Bottom line: When Wall Street smells blood in the water—or in this case, regulatory uncertainty—they don’t send flowers. They file paperwork. (And probably short the SEC’s credibility while they’re at it.)

TLDR

  • Canary Capital has filed an S-1 with the SEC to launch a staked Cronos ETF.
  • The Cronos ETF will track the spot price of CRO and include staking rewards.
  • Crypto.com Custody Trust Company will serve as the custodian for the fund’s assets.
  • The staked CRO will be locked for 28 days during the mandatory unbonding period.
  • The SEC recently clarified that most staking activities do not violate securities laws.

Canary Capital has filed an S-1 registration statement for its proposed Cronos ETF with the SEC. The fund aims to offer exposure to the spot price of Cronos (CRO) while generating staking rewards. This filing follows the recent registration of a Delaware trust and signals active movement toward crypto-linked ETF offerings.

Cronos ETF to Combine Spot Exposure and Staking Rewards

The proposed Cronos ETF will track the spot price of Cronos and earn staking yields through trusted infrastructure providers. All CRO assets held by the trust will be custodied by Foris DAX Trust Company, operating as Crypto.com Custody Trust Company. The staked CRO will be subject to a 28-day unbonding period during which it remains locked and inaccessible.

Canary Capital has not disclosed the unified annual management fee for the Cronos ETF. The fund’s ticker symbol also remains undisclosed pending final regulatory approval. However, the firm plans to list it on a national securities exchange once approved.

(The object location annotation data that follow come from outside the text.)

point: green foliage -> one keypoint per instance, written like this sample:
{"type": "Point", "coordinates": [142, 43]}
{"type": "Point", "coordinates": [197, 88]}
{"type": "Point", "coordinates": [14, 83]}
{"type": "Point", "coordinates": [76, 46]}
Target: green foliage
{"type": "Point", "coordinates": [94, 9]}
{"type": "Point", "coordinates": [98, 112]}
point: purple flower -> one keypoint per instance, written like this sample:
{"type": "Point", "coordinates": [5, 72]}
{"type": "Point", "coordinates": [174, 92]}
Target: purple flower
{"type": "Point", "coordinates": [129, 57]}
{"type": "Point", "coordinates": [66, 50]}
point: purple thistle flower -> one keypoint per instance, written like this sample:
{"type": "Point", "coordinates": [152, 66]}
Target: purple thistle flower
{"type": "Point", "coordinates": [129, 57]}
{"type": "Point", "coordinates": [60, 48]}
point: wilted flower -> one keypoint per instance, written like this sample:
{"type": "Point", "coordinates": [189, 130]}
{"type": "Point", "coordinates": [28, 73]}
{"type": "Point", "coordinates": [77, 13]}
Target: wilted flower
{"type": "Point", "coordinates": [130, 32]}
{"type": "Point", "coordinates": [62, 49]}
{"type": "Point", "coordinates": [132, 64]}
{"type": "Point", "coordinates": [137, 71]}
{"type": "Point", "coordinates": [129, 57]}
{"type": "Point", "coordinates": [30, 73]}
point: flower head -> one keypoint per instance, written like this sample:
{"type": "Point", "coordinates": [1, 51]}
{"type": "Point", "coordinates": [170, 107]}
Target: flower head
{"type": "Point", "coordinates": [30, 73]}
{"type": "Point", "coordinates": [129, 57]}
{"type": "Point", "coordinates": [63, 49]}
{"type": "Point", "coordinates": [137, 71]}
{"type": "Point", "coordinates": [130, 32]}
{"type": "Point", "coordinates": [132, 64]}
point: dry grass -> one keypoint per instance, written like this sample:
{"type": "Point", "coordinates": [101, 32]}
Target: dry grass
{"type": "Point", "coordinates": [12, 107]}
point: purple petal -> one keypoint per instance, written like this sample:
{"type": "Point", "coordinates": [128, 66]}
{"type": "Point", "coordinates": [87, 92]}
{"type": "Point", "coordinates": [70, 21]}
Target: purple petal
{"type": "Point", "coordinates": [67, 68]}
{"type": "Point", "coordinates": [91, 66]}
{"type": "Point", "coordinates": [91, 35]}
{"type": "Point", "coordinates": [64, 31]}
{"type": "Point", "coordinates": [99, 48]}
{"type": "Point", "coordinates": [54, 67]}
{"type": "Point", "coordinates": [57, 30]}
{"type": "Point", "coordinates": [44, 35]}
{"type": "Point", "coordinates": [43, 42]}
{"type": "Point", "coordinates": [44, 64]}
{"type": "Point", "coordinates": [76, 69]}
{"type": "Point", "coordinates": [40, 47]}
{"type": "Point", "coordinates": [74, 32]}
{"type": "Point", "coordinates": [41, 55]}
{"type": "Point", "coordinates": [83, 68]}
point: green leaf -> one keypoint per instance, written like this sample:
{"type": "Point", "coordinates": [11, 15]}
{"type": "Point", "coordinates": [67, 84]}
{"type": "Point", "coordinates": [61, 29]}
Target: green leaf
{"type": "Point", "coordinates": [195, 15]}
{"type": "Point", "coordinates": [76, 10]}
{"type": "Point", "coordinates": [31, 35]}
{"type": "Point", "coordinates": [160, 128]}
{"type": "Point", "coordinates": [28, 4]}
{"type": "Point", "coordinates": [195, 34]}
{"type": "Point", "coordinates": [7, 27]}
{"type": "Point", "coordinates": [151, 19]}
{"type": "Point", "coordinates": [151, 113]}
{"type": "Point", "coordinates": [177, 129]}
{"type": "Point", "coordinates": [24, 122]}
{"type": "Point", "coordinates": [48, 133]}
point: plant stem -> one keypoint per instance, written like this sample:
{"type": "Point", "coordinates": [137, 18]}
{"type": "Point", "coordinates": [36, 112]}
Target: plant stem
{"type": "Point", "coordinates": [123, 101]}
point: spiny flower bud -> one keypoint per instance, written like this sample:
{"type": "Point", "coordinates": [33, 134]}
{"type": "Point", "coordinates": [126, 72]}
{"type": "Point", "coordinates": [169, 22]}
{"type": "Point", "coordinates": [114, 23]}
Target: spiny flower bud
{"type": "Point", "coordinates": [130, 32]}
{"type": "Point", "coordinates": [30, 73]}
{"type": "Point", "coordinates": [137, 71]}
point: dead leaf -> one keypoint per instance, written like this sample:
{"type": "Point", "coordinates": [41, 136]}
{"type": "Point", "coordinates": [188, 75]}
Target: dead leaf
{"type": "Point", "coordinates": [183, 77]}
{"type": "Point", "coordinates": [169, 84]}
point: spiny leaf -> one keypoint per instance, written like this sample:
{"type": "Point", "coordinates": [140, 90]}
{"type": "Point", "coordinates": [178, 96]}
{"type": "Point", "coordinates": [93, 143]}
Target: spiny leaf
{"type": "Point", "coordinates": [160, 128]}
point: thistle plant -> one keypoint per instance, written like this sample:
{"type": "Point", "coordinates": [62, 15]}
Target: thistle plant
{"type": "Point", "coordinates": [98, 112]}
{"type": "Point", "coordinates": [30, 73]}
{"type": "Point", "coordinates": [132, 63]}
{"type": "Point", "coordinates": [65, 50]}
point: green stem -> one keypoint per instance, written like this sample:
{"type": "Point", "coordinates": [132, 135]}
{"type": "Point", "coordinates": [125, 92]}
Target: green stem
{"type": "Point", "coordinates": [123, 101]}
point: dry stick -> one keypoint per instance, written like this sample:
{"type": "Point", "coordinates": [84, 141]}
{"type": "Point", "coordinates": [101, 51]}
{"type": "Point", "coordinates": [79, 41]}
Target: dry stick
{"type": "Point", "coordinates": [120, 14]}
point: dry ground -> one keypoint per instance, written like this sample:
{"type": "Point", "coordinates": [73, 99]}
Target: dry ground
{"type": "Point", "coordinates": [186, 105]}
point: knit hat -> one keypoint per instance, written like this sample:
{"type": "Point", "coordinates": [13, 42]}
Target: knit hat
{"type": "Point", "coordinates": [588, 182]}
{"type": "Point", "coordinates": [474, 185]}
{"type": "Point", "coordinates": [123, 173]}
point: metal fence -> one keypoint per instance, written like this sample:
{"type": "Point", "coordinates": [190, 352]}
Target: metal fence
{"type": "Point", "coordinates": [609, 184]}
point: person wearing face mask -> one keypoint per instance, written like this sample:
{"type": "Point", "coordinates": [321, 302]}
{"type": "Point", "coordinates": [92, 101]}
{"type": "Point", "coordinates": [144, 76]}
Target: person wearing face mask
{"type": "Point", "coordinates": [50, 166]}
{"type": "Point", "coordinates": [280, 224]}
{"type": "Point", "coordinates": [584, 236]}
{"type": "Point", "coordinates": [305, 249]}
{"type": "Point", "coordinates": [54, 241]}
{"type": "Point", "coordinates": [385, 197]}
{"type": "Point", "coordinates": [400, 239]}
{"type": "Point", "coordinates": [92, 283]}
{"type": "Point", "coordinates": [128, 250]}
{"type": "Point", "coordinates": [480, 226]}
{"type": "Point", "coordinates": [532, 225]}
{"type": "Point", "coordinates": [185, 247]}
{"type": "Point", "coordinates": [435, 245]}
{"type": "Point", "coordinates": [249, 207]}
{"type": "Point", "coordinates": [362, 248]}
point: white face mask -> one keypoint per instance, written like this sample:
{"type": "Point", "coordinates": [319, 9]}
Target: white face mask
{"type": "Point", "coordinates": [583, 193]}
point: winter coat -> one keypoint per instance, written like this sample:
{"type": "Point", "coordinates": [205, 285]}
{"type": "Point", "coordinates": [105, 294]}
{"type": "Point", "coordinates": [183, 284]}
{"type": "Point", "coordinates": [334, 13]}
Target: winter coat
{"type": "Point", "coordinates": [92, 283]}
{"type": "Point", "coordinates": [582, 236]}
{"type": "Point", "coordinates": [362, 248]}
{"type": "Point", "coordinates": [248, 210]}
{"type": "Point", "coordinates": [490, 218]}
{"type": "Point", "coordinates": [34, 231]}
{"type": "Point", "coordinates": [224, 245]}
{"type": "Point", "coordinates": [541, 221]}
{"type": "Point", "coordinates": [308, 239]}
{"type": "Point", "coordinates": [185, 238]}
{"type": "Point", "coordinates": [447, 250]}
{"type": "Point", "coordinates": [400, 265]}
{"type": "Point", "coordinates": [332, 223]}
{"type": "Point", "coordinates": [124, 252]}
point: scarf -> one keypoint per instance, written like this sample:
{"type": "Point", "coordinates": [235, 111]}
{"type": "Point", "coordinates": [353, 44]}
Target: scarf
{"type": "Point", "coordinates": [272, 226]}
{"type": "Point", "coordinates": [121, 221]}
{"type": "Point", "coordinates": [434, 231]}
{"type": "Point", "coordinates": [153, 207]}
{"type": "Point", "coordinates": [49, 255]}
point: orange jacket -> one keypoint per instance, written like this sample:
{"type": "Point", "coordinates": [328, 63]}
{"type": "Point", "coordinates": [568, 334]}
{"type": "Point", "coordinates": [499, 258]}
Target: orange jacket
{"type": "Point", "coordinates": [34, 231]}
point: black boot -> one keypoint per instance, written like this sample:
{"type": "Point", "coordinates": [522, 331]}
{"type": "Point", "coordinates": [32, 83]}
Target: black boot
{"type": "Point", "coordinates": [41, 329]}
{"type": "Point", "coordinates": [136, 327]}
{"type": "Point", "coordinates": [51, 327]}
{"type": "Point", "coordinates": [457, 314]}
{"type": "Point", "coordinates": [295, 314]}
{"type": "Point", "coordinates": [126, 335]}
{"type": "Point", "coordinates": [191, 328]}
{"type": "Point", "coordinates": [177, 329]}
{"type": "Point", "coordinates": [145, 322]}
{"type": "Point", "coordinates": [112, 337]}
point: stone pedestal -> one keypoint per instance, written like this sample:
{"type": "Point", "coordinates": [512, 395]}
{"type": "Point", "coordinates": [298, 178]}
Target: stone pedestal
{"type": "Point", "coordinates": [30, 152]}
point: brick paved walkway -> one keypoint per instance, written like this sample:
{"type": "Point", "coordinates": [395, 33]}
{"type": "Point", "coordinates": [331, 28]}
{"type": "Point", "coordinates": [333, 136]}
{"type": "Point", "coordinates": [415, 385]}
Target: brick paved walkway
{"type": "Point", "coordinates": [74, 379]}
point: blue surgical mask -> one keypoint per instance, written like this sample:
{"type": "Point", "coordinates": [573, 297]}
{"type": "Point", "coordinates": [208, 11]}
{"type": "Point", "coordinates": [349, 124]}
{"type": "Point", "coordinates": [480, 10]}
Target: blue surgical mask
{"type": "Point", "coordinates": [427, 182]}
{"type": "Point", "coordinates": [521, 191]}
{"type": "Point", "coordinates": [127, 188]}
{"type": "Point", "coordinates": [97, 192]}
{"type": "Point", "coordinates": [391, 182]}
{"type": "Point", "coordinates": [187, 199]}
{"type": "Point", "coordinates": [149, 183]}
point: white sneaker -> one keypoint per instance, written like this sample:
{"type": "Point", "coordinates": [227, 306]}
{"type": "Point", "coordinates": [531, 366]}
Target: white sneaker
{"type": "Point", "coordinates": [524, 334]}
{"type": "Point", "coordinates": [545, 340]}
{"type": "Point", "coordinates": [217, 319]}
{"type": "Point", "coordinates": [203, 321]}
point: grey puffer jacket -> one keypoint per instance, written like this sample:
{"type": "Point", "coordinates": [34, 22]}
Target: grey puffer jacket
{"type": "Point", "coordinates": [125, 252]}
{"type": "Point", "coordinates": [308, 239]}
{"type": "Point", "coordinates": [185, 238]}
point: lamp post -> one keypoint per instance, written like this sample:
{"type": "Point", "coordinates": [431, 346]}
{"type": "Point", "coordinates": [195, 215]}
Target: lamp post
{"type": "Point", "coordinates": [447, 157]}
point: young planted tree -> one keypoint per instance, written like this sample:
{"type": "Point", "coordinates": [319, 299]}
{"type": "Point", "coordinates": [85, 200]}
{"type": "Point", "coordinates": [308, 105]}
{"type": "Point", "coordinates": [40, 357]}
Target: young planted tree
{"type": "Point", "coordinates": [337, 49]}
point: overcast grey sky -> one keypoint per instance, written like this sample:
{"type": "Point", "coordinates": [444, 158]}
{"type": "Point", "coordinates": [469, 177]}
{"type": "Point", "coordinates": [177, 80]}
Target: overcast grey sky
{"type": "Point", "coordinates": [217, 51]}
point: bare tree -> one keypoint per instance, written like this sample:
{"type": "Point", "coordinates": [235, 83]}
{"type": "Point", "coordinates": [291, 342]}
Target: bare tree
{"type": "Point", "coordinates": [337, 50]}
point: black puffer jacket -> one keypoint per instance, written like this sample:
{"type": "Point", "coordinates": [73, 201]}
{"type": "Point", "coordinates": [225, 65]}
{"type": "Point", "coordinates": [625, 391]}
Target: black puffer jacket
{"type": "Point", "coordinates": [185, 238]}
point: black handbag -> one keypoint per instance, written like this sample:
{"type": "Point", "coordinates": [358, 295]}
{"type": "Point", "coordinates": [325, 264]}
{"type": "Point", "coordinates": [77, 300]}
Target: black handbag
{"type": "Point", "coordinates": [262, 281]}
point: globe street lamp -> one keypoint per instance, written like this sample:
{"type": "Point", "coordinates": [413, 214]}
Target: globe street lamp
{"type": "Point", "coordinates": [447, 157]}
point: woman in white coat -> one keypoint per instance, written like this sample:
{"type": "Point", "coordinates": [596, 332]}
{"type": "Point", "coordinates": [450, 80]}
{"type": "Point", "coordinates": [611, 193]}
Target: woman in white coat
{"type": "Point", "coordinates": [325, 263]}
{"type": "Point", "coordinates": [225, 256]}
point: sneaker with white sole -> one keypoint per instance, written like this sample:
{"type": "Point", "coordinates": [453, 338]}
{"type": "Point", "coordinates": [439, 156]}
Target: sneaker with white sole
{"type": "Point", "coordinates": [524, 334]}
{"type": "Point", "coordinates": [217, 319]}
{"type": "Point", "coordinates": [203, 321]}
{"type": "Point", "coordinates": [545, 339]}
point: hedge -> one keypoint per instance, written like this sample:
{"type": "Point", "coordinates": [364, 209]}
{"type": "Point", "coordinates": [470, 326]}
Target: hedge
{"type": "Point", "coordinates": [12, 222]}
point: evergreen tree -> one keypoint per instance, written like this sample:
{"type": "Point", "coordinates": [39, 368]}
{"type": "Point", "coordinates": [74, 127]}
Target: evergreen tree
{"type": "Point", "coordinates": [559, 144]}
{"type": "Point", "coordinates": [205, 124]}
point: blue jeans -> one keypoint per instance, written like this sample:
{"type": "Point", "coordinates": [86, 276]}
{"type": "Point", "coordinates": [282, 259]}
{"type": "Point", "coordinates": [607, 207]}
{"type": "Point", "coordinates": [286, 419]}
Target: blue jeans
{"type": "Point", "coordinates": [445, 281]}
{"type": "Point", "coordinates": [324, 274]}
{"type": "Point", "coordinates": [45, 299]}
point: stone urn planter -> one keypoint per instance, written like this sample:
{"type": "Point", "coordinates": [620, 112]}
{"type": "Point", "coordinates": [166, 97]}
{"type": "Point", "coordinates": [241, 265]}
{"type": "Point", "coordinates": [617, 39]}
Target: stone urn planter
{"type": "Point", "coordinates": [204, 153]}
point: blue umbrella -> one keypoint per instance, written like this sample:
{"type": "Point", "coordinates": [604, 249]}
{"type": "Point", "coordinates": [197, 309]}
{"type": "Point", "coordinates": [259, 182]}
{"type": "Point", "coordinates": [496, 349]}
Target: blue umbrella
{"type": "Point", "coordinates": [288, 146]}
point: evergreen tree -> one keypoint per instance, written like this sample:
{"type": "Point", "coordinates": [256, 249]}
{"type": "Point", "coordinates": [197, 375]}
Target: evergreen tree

If approved by the SEC, this WOULD be the first spot Cronos ETF in the United States. The product targets retail and institutional participants and forms part of Crypto.com’s broader 2025 platform expansion strategy, which includes new token offerings and the development of a native stablecoin.

New ETF to Support Broader Digital Asset Integration

Canary Capital aims to expand access to crypto through regulated investment vehicles such as the Cronos ETF. Combining staking mechanisms with ETF structures may improve capital efficiency and yield generation. This approach could increase exposure to proof-of-stake tokens in traditional finance channels.

The SEC’s ongoing openness toward staking could support timely approval of the Cronos ETF and similar products. While details about the ETF’s performance benchmarks remain limited, the integration of staking indicates a hybrid yield strategy. As a result, the ETF may offer returns beyond spot price appreciation.

Crypto.com’s President, Eric Anziani, said the development represents a strong step toward enabling broader market access to CRO. He emphasized the growing alignment between digital assets and conventional financial products. Crypto.com also supports Canary Capital’s fund with custody and staking infrastructure.

Additional Staking-Enabled ETFs Planned by Canary Capital

Canary Capital is also pursuing registration of other staking-based funds beyond the Cronos ETF. These include the Staked TRX ETF and the Staked SEI ETF, each designed to track respective token prices with staking rewards. The firm’s expanded ETF lineup reflects a focus on combining token exposure and on-chain income strategies.

These ETFs will follow a similar model, using regulated custodians and verified node operators to secure staked assets. As stated in SEC filings, each asset will undergo a defined lock-up period as part of the staking process. No tickers or fee structures have been announced for these additional funds.

The SEC clarified that most staking activities do not meet the definition of securities offerings under current laws. This statement could positively influence the approval timeline for Canary’s ETFs, including the Cronos ETF.